Les sushis sont-ils sûrs pour une personne atteinte d'Hashimoto ? Oui, en quantités habituelles. Le nori de quelques rouleaux reste bien en deçà d'un apport problématique. Les variables à surveiller sont les bouillons à base de kombu, les salades d'algues mêlant wakame et flocons de kelp, ainsi qu'une consommation fréquente de miso enrichi en kombu [C1][C2].

Combien de feuilles de nori par jour est-ce trop ? Le nori contient en moyenne environ 50 µg d'iode par gramme : 2 à 3 feuilles standard par jour (environ 6 à 9 grammes) restent dans la fourchette de consommation habituellement sûre, même en plus d'une alimentation utilisant du sel iodé [C1][C2]. Le risque n'augmente qu'à des quantités quotidiennes très élevées.
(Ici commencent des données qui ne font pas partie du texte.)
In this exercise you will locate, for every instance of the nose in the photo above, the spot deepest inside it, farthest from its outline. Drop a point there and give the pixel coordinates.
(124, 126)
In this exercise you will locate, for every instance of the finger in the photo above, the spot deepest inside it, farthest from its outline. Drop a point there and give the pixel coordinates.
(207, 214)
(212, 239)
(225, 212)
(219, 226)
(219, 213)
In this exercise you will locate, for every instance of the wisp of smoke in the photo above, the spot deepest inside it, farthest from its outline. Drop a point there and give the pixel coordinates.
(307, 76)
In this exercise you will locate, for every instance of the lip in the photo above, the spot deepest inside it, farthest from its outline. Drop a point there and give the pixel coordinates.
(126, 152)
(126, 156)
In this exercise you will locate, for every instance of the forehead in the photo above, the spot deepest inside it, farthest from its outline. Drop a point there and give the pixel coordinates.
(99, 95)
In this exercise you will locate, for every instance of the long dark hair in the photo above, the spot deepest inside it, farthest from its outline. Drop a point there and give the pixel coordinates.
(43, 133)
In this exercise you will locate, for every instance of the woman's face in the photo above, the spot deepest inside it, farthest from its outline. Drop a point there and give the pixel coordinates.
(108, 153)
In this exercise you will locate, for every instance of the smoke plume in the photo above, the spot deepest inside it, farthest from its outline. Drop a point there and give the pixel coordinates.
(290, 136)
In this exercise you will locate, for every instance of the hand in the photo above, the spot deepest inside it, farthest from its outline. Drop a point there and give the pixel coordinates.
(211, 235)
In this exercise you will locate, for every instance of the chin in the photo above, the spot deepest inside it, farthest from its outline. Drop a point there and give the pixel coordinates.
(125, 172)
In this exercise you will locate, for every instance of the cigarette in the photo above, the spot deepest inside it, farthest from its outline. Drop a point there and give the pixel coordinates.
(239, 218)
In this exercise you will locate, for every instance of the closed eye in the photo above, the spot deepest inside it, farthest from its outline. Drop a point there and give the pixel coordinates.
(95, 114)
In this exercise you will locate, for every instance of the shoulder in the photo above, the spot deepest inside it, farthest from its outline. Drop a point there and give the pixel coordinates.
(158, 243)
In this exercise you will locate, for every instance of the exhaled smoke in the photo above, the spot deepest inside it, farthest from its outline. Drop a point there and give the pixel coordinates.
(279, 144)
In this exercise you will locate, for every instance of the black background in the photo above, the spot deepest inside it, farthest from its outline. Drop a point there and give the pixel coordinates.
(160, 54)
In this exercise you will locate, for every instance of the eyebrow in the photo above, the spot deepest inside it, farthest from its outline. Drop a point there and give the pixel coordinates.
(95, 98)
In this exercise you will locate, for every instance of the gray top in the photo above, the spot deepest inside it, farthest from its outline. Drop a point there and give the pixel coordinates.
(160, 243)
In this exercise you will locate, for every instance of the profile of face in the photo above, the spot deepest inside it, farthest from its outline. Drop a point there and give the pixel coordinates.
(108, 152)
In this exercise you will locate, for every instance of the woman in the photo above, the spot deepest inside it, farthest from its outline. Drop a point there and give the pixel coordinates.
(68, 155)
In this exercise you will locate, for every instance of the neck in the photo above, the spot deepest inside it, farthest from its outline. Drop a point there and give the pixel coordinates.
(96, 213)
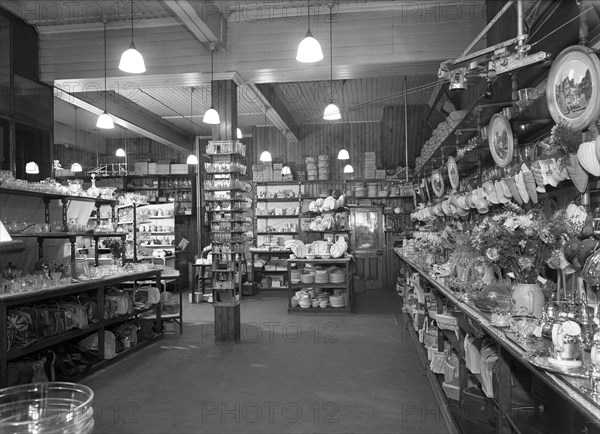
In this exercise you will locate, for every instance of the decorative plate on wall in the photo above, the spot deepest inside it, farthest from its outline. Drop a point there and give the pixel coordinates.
(500, 140)
(437, 183)
(573, 87)
(453, 173)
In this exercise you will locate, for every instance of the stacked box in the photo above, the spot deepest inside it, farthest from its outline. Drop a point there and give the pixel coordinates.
(179, 169)
(369, 165)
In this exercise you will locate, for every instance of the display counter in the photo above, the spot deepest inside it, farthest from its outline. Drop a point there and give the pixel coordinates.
(566, 386)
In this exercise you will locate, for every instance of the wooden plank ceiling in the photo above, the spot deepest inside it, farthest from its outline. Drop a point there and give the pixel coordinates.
(376, 45)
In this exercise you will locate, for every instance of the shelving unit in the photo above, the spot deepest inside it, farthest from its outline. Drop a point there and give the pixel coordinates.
(345, 288)
(94, 287)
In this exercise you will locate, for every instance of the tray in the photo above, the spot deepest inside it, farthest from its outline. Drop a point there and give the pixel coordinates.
(541, 361)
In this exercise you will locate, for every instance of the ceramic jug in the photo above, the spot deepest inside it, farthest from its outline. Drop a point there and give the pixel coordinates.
(528, 299)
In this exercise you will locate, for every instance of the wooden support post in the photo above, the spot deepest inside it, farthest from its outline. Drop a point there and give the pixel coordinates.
(227, 324)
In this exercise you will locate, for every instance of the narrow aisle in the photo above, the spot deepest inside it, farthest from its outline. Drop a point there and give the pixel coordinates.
(291, 373)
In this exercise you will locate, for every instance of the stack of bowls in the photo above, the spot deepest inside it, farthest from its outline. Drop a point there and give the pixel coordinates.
(321, 276)
(307, 278)
(337, 301)
(337, 277)
(295, 276)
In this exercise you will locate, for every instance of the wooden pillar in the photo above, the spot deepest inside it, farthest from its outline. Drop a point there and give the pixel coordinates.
(224, 99)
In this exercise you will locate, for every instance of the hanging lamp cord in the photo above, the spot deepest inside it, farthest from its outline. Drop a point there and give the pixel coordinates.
(331, 52)
(105, 90)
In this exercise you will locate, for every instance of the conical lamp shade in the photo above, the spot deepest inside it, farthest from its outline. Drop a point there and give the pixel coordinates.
(332, 113)
(211, 117)
(105, 121)
(265, 157)
(32, 168)
(132, 61)
(343, 155)
(309, 50)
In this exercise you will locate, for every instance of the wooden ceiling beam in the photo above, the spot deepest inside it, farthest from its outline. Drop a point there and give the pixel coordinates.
(203, 19)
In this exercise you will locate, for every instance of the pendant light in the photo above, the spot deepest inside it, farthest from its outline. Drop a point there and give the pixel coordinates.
(131, 59)
(192, 159)
(104, 120)
(76, 167)
(266, 157)
(343, 155)
(309, 50)
(332, 112)
(211, 116)
(32, 168)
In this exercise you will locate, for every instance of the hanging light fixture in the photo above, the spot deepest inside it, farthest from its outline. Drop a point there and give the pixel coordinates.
(211, 116)
(192, 159)
(104, 120)
(32, 168)
(343, 155)
(332, 111)
(266, 157)
(131, 59)
(309, 50)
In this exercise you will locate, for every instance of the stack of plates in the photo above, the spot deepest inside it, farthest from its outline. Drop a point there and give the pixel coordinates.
(337, 277)
(307, 278)
(337, 301)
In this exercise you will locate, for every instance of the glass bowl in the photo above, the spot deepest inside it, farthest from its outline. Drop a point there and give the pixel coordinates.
(48, 408)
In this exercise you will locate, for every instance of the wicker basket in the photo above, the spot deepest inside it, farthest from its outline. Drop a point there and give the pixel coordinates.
(446, 321)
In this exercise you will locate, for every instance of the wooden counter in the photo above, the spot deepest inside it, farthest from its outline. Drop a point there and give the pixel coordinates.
(565, 386)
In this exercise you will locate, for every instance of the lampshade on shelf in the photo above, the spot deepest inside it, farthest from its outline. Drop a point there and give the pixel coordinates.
(309, 49)
(332, 111)
(265, 157)
(32, 168)
(104, 120)
(343, 155)
(211, 116)
(131, 59)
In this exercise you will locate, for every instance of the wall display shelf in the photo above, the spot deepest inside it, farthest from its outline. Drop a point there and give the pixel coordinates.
(95, 288)
(568, 408)
(176, 189)
(47, 231)
(331, 280)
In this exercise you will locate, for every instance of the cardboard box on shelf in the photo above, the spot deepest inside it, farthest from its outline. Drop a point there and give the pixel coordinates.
(179, 169)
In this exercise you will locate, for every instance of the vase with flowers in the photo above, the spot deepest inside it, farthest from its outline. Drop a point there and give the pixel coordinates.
(116, 249)
(520, 243)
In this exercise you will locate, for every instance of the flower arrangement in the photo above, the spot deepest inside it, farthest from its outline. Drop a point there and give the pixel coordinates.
(115, 245)
(517, 241)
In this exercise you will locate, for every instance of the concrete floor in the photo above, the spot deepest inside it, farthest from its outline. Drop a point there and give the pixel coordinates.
(293, 373)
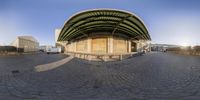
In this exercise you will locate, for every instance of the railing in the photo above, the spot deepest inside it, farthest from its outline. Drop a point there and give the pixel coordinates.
(102, 56)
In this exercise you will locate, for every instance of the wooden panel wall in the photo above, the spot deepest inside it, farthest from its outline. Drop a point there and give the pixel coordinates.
(99, 45)
(81, 46)
(120, 46)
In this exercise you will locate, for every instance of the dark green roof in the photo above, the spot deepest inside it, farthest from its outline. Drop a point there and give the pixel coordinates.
(104, 20)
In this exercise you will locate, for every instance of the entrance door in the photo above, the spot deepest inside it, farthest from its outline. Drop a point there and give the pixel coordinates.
(133, 47)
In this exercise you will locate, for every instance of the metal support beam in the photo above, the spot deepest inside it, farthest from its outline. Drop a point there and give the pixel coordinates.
(113, 32)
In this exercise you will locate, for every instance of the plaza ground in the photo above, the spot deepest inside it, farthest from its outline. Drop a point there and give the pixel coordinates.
(153, 76)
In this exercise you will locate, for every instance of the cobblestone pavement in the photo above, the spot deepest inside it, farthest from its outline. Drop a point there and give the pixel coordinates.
(154, 76)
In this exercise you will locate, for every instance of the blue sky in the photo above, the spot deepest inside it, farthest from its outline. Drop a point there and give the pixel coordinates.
(168, 21)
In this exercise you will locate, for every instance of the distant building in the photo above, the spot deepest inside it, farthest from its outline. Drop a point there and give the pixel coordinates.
(26, 43)
(44, 48)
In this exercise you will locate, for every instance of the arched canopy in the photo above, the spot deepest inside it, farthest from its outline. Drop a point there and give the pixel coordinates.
(114, 22)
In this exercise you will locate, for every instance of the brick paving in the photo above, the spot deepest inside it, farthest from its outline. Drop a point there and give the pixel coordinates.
(153, 76)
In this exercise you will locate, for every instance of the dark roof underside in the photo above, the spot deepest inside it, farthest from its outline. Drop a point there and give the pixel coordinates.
(105, 20)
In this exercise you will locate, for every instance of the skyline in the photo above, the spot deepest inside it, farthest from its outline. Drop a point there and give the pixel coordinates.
(168, 22)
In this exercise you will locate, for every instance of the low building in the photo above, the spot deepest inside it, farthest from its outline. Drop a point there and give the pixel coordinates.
(103, 32)
(26, 44)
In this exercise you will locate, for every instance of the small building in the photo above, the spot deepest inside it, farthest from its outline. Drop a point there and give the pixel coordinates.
(26, 44)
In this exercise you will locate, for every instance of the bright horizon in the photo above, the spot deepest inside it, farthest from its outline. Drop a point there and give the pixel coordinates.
(168, 21)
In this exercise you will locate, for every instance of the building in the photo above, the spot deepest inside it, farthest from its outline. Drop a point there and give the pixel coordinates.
(26, 44)
(103, 32)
Manger des algues va-t-il guérir mon hypothyroïdie ? Non. La carence en iode est rare dans les pays disposant de sel iodé ou consommant des produits de la mer ; dans l'Hashimoto, le problème est l'attaque auto-immune contre la thyroïde, pas un déficit en iode. Ajouter encore de l'iode à ce tableau l'aggrave souvent plus qu'il ne l'améliore [C3][C5].

Un seul repas très riche en iode peut-il déclencher une poussée ? Un repas unique provoque rarement une poussée durable chez une personne à la thyroïde saine. Dans l'Hashimoto ou après chirurgie thyroïdienne, un repas copieux à base de kombu ou de kelp peut produire une élévation mesurable de la TSH durant plusieurs jours à plusieurs semaines [C3][C6][C7].

Les algues en gélules sont-elles plus sûres parce qu'elles sont « naturelles » ? Non. La teneur en iode des gélules est plus concentrée et moins prévisible que celle des algues fraîches, et les cas de dysfonction thyroïdienne induite par le kelp concernent très majoritairement des compléments [C3][C8]. « Naturel » n'est pas une dose.

L'essentiel

Les algues ne sont pas un ingrédient unique : c'est une catégorie qui va de l'anodin au pharmacologique selon l'espèce et la portion [C1][C2]. La LST de 1 100 µg chez l'adulte est le plafond pratique pour une consommation chronique ; les données de population du Japon et de la Corée montrent des modifications thyroïdiennes mesurables au-delà [C3][C4]. Les personnes atteintes d'Hashimoto sont le groupe le plus susceptible et le plus mal servi par les compléments de kelp ou de fucus [C3][C5][C8]. Le nori en quantités quotidiennes est sans souci ; le kombu et le kelp doivent être pesés ; tout complément se discute avec votre endocrinologue avant — et non après — le prochain contrôle de TSH.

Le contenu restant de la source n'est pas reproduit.